You have to create the working folder for AuCoMe, with the --init argument:

.. code:: sh

    aucome --init=run_ID [-v]

This command will create a folder name "run_ID" inside the working folder. In this "run_ID"
folder, the command will create all the folders used during the analysis.

.. code-block:: text

	run_ID
	├── analysis
		├── group_template.tsv
		├──
	├── annotation_based
		├── PADMETs
			├──
		├── PGDBs
			├──
		├── SBMLs
			├──
	├── config.txt
	├── logs
		├──
	├── networks
		├── PADMETs
			├──
		├── SBMLs
			├──
	├── orthology_based
		├── 0_Orthofinder_WD
			├── OrthoFinder
		├── 1_sbml_orthology
		├── 2_padmet_orthology
		├── 3_padmet_filtered
	├── structural_check
		├── 0_specifics_reactions
		├── 1_blast_results
			├── analysis
			├── tmp
		├── 2_reactions_to_add
		├── 3_PADMETs
	├── studied_organisms
		├──

**analysis** will store the various analysis of the 
`PADMET `__ files which 
are in the networks folder.

**annotation_based** includes three subfolders. The PGDBs folder will contain all the results 
from `Pathway Tools `__ (in DAT format). These results
will also be stored in `PADMET `__ 
and `SBML `__ files inside PADMETs and SBMLs.

**config.txt** contains numerous paths used by the script: paths to programs, directories and 
databases.

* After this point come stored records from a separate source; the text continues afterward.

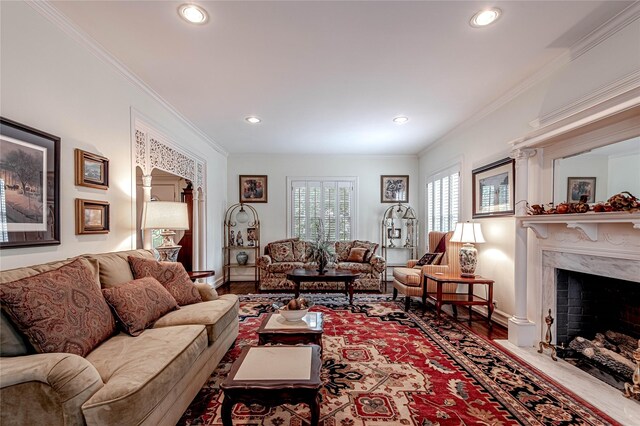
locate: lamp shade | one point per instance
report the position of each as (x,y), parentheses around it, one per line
(467,232)
(165,215)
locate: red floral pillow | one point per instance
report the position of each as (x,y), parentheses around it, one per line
(282,252)
(171,275)
(139,303)
(60,310)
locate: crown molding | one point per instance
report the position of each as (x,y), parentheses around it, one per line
(47,10)
(584,45)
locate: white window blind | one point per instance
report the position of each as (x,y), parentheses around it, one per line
(443,200)
(328,199)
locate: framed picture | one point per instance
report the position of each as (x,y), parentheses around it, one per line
(394,189)
(494,189)
(92,217)
(579,188)
(30,185)
(92,170)
(253,189)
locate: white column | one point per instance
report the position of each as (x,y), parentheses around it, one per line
(521,330)
(195,232)
(146,197)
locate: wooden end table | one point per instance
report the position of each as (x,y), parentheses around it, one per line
(331,275)
(274,329)
(293,377)
(456,299)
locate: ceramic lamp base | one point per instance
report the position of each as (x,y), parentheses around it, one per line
(468,260)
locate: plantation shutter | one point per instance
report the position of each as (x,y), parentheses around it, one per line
(443,200)
(331,201)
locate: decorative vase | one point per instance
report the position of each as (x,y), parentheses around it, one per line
(242,258)
(468,260)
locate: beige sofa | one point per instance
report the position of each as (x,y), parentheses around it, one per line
(145,380)
(274,266)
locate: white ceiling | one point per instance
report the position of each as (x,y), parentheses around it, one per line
(328,77)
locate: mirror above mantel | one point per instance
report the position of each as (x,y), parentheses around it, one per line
(598,173)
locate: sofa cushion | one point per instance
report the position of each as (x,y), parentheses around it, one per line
(139,303)
(12,342)
(358,254)
(407,276)
(300,251)
(216,315)
(342,250)
(61,310)
(282,252)
(139,372)
(171,275)
(114,267)
(368,245)
(429,259)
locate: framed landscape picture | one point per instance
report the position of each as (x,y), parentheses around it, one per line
(29,185)
(579,188)
(494,189)
(253,188)
(394,189)
(92,170)
(92,217)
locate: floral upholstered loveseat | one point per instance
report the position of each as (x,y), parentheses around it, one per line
(284,255)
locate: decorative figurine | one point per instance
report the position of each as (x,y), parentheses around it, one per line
(547,338)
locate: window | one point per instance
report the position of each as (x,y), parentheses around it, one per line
(443,199)
(330,200)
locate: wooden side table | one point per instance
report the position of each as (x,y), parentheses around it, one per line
(194,275)
(274,329)
(456,299)
(331,275)
(292,377)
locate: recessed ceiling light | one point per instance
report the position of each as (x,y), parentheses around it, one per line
(193,13)
(252,119)
(485,17)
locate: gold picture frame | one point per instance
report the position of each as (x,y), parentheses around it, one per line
(91,170)
(92,217)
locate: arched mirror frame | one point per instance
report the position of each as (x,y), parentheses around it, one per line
(155,150)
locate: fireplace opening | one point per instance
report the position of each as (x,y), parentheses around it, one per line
(598,324)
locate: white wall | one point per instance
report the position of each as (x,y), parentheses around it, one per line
(368,169)
(52,83)
(485,139)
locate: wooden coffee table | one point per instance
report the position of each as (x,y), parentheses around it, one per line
(292,377)
(331,275)
(275,329)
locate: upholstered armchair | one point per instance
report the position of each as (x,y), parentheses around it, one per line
(409,280)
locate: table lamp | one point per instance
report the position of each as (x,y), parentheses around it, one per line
(167,216)
(468,233)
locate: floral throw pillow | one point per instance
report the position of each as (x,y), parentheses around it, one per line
(60,310)
(430,259)
(282,252)
(372,247)
(342,250)
(139,303)
(171,275)
(358,254)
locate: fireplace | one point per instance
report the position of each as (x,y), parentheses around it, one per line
(598,324)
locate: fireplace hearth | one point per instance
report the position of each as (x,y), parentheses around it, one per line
(598,324)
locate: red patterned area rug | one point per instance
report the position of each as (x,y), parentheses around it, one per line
(383,366)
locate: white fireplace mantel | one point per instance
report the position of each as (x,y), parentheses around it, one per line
(585,223)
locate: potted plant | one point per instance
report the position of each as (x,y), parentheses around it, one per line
(320,250)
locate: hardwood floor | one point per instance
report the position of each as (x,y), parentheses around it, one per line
(478,322)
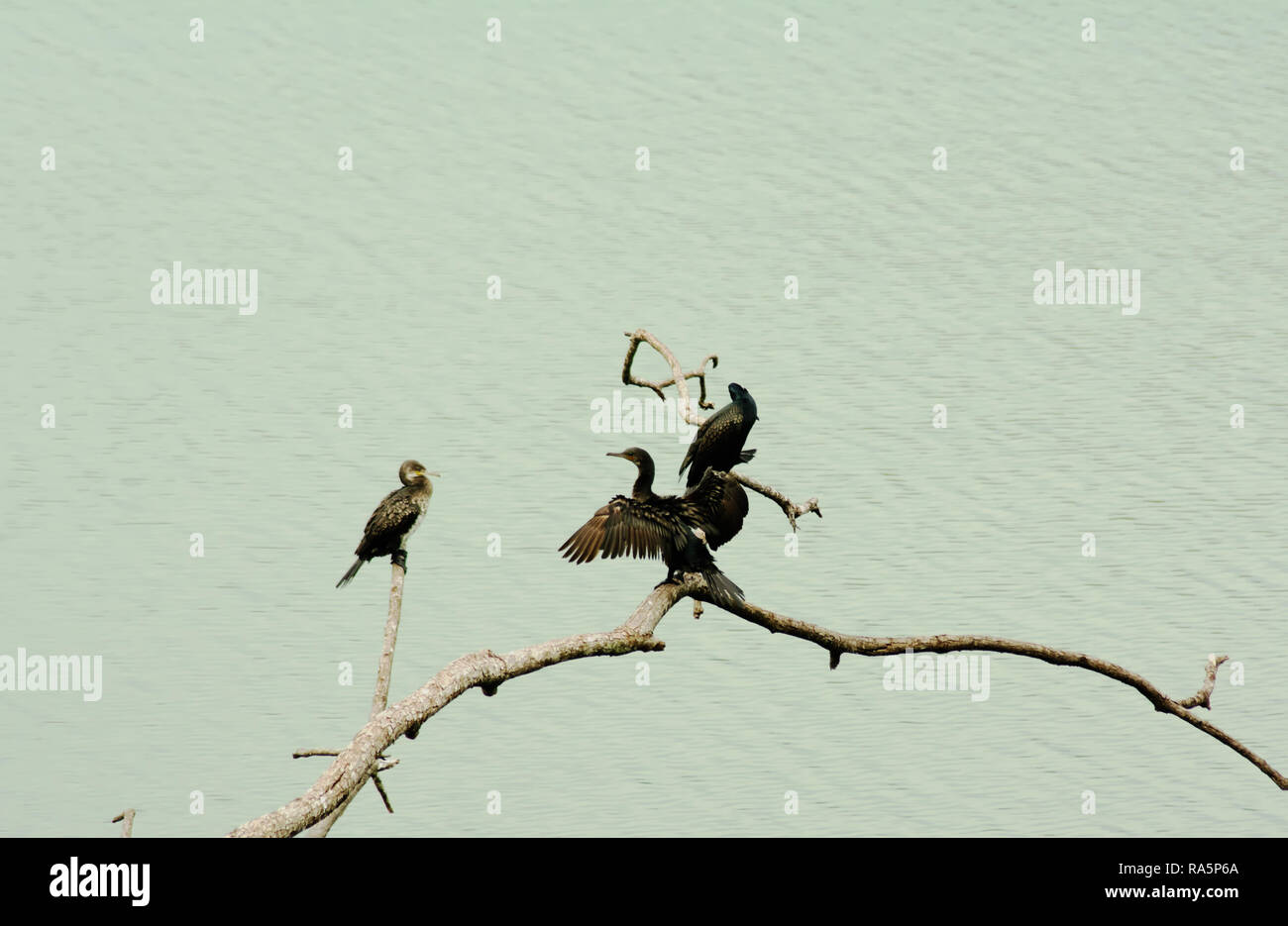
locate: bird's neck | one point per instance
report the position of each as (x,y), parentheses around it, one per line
(643,489)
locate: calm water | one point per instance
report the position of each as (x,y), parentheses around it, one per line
(768,158)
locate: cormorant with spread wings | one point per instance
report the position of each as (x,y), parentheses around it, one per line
(678,530)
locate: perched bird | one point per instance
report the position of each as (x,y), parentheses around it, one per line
(720,438)
(394,519)
(717,446)
(649,526)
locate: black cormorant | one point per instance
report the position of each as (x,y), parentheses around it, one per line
(717,445)
(649,526)
(720,438)
(394,519)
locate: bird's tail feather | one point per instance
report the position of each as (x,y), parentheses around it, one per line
(348,575)
(722,588)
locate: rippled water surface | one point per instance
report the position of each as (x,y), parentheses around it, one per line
(516,158)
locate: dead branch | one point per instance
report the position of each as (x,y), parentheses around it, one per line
(836,643)
(791,509)
(378,701)
(678,376)
(351,769)
(485,669)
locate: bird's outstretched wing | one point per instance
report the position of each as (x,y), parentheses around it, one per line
(623,528)
(717,506)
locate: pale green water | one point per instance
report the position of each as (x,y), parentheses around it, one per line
(768,158)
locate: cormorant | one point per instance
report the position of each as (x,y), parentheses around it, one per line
(649,526)
(717,445)
(720,438)
(394,519)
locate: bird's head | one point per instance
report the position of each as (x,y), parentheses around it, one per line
(636,455)
(413,472)
(742,397)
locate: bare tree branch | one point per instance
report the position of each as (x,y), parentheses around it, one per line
(378,701)
(485,669)
(791,509)
(838,643)
(678,376)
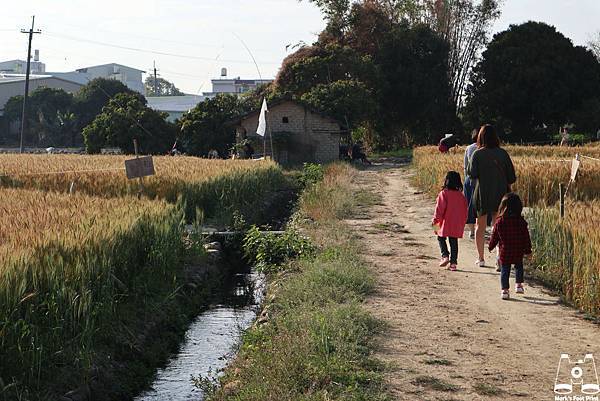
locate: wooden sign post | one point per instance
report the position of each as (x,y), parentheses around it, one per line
(139,167)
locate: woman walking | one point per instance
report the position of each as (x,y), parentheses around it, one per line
(470,183)
(493,169)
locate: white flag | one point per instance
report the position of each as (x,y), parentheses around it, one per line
(262,119)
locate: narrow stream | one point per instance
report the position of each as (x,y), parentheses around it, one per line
(208,342)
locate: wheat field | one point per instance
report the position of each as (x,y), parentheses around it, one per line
(71,260)
(539,171)
(105,175)
(566,251)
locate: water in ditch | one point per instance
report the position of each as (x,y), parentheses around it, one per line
(209,342)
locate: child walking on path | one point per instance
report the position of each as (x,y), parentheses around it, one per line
(450,218)
(512,237)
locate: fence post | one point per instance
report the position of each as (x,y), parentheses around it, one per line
(141,180)
(561,189)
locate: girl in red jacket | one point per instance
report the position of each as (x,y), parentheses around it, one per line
(512,237)
(450,218)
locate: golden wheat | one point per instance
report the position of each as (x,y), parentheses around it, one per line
(538,175)
(105,175)
(566,251)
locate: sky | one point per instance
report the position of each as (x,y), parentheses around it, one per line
(203,36)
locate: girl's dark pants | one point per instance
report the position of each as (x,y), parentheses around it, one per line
(468,191)
(453,254)
(505,275)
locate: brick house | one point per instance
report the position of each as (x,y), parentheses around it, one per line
(299,134)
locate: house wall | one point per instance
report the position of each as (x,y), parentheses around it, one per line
(313,137)
(17,87)
(129,76)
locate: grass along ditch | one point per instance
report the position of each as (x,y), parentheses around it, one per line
(94,291)
(314,338)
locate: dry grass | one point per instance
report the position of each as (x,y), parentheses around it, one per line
(539,171)
(70,262)
(567,252)
(67,262)
(105,175)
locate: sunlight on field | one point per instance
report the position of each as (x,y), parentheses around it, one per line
(566,251)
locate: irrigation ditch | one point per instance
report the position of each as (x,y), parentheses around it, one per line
(185,328)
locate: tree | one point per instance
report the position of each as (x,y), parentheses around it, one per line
(416,93)
(349,101)
(336,13)
(90,99)
(463,24)
(163,87)
(310,66)
(531,77)
(125,118)
(204,127)
(50,117)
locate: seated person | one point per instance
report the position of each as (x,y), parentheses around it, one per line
(448,142)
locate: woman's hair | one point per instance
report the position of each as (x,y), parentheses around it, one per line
(474,135)
(487,137)
(453,181)
(511,205)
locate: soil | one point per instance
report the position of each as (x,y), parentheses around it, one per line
(450,336)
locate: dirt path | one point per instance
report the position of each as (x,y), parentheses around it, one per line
(451,328)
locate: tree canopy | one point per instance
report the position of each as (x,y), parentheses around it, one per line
(125,118)
(50,118)
(161,87)
(205,126)
(90,99)
(532,79)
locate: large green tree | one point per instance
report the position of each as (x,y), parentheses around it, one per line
(90,99)
(533,79)
(205,126)
(50,118)
(125,118)
(416,91)
(161,87)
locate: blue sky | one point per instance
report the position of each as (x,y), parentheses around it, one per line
(207,34)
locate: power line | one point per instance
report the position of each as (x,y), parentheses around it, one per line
(160,53)
(30,32)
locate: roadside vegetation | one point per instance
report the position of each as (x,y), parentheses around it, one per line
(218,187)
(540,170)
(314,338)
(94,289)
(566,251)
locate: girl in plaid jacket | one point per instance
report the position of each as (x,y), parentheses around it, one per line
(511,235)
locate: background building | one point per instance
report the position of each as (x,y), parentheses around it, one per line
(299,134)
(175,106)
(235,86)
(20,66)
(14,85)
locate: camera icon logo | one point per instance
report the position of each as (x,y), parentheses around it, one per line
(581,373)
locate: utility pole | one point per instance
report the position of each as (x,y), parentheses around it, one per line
(155,81)
(30,32)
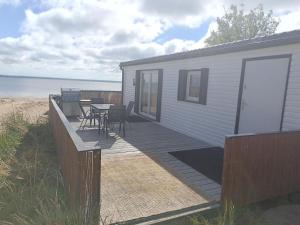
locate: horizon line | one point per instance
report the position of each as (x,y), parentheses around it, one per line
(58,78)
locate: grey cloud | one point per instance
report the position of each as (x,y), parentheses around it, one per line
(9,60)
(172,7)
(63,21)
(122,37)
(128,53)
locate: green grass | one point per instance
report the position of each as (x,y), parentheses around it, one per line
(31,186)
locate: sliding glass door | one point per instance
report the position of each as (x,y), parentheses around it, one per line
(149,92)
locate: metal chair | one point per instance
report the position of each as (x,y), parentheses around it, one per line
(86,116)
(116,114)
(95,101)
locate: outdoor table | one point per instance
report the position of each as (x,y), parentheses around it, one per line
(99,108)
(85,101)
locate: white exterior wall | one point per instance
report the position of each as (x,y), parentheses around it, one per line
(212,122)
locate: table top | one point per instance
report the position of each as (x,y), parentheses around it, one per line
(101,106)
(85,100)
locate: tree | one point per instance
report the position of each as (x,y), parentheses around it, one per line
(236,25)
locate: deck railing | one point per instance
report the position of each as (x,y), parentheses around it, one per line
(80,165)
(260,167)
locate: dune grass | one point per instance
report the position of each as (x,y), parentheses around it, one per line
(31,186)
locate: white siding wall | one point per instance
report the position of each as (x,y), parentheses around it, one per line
(213,121)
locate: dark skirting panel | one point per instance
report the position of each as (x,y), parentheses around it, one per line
(208,161)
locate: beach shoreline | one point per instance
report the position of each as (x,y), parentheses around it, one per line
(32,108)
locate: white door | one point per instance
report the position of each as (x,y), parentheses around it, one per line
(263,95)
(149,93)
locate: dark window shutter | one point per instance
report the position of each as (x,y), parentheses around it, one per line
(159,94)
(203,86)
(181,92)
(137,91)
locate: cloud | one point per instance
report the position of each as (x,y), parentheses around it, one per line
(10,2)
(89,38)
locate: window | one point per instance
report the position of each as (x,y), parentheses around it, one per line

It also inclues the `Pathway Tools `__ 
and `MetaCyc `__  versions. 

**networks** will contain one metabolic network per studied organism, created thanks to AuCoMe,
in `PADMET `__ and 
`SBML `__ formats that are stored into two
directories (PADMETs and SBMLs). It also includes the panmetabolism of all the studied 
organisms in `PADMET `__
and `SBML `__ format. 

**orthology_based** contains four subfolders. Firstly the 0_Orthofinder_WD directory folder 
will include all the run of `Orthofinder `__. 
Secondly, the 1_sbml_orthology folder will contain one subdirectory per studied organims, and 
each subfolders include `SBML `__  files with the
orthogroups of other species that `OrthoFinder `__ 
found. Thirdly, the 2_padmet_orthology directory will contain the 
`PADMET `__ files created 
with the orthology step. Fourthly, the 3_padmet_filtered folder will contain 
`PADMET `__ files created
thanks to the orthology step, but in this subfolder only the robust reactions are kept in 
these `PADMET `__ files.  

**structral_check** relies on the search on the genomes for missing Gene-Proteins-Reactions 
associations. All the metabolic networks previously created are be pairwise compared. If one 
metabolic network has a Gene-Protein-Reaction association that another one has not, a genomic 
search will be performed between both genomes corresponding with the both metabolic networks.
Gene-Protein-Reaction associated with the first metabolic network will be used to search for 
match with the genome sequence corresponding with of the second metabolic network.
It contains four subdirectories. Firstly 0_specifics_reactions folder will include numerous 
TSV files with lists of Gene-Protein-Reaction associations that are present in a metabolic 
network and that are absent in another metabolic network. Secondly, the 1_blast_results 
directory will contain the search results between genomes of studied organisms and selected 
genes in the previous TSV files. Here orther TSV files will also be created with another format. These TSV 
files will include the results of genomic search programs. 
`BlastP `__, `TblastN `__, 
and `Exonerate `__ are 
used as genomic search programs. Thirdly the 2_reactions_to_add folder will contain a PADMET 
form with the reactions to add for each studied organisms. Fourthly, the 3_PADMETs will include
the `PADMET `__ files 
created with the structural step.

**studied_organisms**: you put all the species that you want to study in this folder. For each 
species, you create a folder and in this folder you put the 
`GenBank `__ file of this species. Each
files and folders must have the same name. Then, the 
`GenBank `__ file must end with a 
'.gbk'.

.. code-block:: text

	├── studied_organisms
		├── species_1
			├── species_1.gbk
		├── species_2
			├── species_2.gbk
		├── species_3
			├── species_3.gbk

.. warning:: Remember to check the versions of `Pathway Tools `__ and `MetaCyc `__ before running the check command. 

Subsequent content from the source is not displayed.